厚生労働省は5日、「創薬力向上のための官民協議会ワーキンググループ」(WG)の議論の整理を公表した。薬価については毎年の改定により日本の医薬品市場が低成長にとどまっていることから、診療報酬改定が行われない年の改定は「廃止すべき」だという意見を盛り込んだ。
診療報酬改定は原則2年ごとに行われているが、改定のない年の薬価はインフレなどの経済動向への配慮や市販後のエビデンスに基づく一定の引上げも考慮される仕組みに見直すべきだという意見もWGで上がった。2027年の薬価改定の枠組みは、25年中に議論して予見可能性を高めるべきだとしている。
医薬品産業の構造改革では、長期収載品に依存するビジネスモデルからの脱却を主張。先発品企業は特許期間中での新薬の売り上げで研究開発投資を回収し、再投資することで新たな革新的新薬の創出を行うとともに、後発医薬品の上市後は後発薬企業に安定供給などの役割を譲った上で、「先発品は原則として市場から撤退することが目指すべき」だとした。
また、長期収載品の段階的な薬価引下げルールや選定療養などの政策効果を分析し、さらなる施策の必要性を検討する必要性も強調。ほかにも、医療上の必要性の高い基礎的医薬品の薬価の下支えとともに、薬価削除や供給中止といった撤退スキームの運用改善をすべきだという意見もあった。
後発医薬品産業に関しては、少量多品目生産といった構造的課題を解決していくための継続的な取り組みが求められる。

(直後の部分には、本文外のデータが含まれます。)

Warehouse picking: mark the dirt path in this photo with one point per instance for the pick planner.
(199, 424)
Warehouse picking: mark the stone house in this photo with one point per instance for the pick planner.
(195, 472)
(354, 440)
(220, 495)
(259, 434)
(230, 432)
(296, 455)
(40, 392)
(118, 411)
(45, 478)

このため、品質が確保された製品を安定的に市場に供給している後発薬企業が評価され、結果的に優位となるような政策を基本とすべきだとした。
また、結果的に銘柄数の増加につながる後発薬の安易な共同開発について、抑制する政策を検討すべきであり、具体的には同一共同開発グループに属する品目の改定薬価を同一にすることが有効な方策と考えられるという意見も盛り込んだ。